Lorsque le rendez-vous ne peut être obtenu qu’après avoir procédé en ligne à des formalités préalables, il résulte de ce qui vient d’être dit que si l’étranger établit que ces démarches sont demeurées vaines, il peut demander au juge des référés, saisi sur le fondement de l’article L. 521-3 du code de justice administrative, d’enjoindre au préfet de lui communiquer, dans un délai qu’il fixe, une date de rendez-vous. La condition d’urgence est en principe constatée dans le cas d’une demande de renouvellement d’un titre de séjour. Dans les autres cas, il appartient au requérant de justifier de circonstances particulières caractérisant la nécessité pour lui d’obtenir la mesure sollicitée.

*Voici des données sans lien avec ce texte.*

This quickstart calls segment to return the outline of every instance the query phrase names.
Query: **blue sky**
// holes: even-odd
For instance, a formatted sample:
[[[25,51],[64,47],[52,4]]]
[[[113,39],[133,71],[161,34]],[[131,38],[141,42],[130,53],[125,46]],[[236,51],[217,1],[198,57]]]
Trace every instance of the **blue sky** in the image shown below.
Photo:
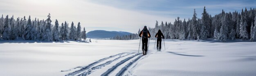
[[[177,17],[187,20],[196,9],[201,17],[204,6],[214,16],[222,9],[240,12],[242,8],[256,8],[256,0],[0,0],[0,14],[14,18],[40,20],[51,13],[52,20],[81,22],[87,32],[101,30],[136,33],[144,25],[153,27],[155,21],[173,23]]]
[[[194,8],[199,17],[201,17],[204,6],[209,14],[215,15],[226,12],[241,11],[242,8],[256,7],[253,0],[90,0],[90,2],[115,8],[137,11],[144,13],[166,17],[191,17]]]

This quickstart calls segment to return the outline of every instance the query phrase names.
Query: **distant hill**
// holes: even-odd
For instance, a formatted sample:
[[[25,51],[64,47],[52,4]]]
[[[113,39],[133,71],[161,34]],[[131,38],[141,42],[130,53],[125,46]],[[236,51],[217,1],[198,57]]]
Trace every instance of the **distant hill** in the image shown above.
[[[102,30],[96,30],[88,32],[86,34],[88,38],[110,38],[116,36],[122,36],[132,33],[125,32],[108,31]]]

En l’espèce, Mme B... établit avoir déposé le 8 octobre 2025 auprès de la préfecture de la Seine-Saint-Denis, sur le site « demarche-numerique.fr », une demande de renouvellement de sa carte de séjour pluriannuelle « vie privée et familiale », qui lui est aussi nécessaire pour conserver son emploi. Il est constant qu’elle n’a pas depuis été convoquée pour l’enregistrement de cette demande et n’a pas obtenu de récépissé, malgré des relances adressées aux services préfectoraux et alors que la validité de son titre de séjour est arrivé à expiration le 1er janvier 2026. Enfin, le préfet, qui n’a pas produit d’observations dans le délai imparti, ne conteste pas que la demande de renouvellement du titre de séjour de l’intéressée relève de la procédure de dépôt en personne dans ses services. Ces éléments attestent de l’utilité de la mesure sollicitée en référé, laquelle ne se heurte à aucune contestation sérieuse ni ne fait obstacle à l’exécution d’aucune décision administrative, tandis que rien ne permet de démentir la condition d'urgence en principe remplie dans le cas d’une demande de renouvellement d’un titre de séjour et que.
Dès lors, il y a lieu d’enjoindre au préfet de la Seine-Saint-Denis de fixer, dans un délai de six semaines, un rendez-vous à Mme B... afin qu’elle puisse déposer sa demande de renouvellement de son titre de séjour et, sous réserve que son dossier soit complet, de lui remettre un récépissé l’autorisant à travailler.
ORDONNE :
Article 1er : Il est enjoint au préfet de la Seine-Saint-Denis de fixer un rendez-vous à Mme B..., dans un délai de six semaines à compter de la notification de la présente ordonnance, afin qu’elle puisse déposer sa demande de renouvellement de son titre de séjour et, sous réserve que son dossier soit complet, de lui remettre un récépissé l’autorisant à travailler.
Article 2 : La présente ordonnance sera notifiée à Mme A... B..., au préfet de la Seine-Saint-Denis et au ministre de l’intérieur.
Fait à Montreuil, le 30 janvier 2026.
Le juge des référés,
J.-F. Baffray
La République mande et ordonne au ministre de l’intérieur en ce qui le concerne ou à tous commissaires de justice à ce requis en ce qui concerne les voies de droit commun contre les parties privées, de pourvoir à l’exécution de la présente décision.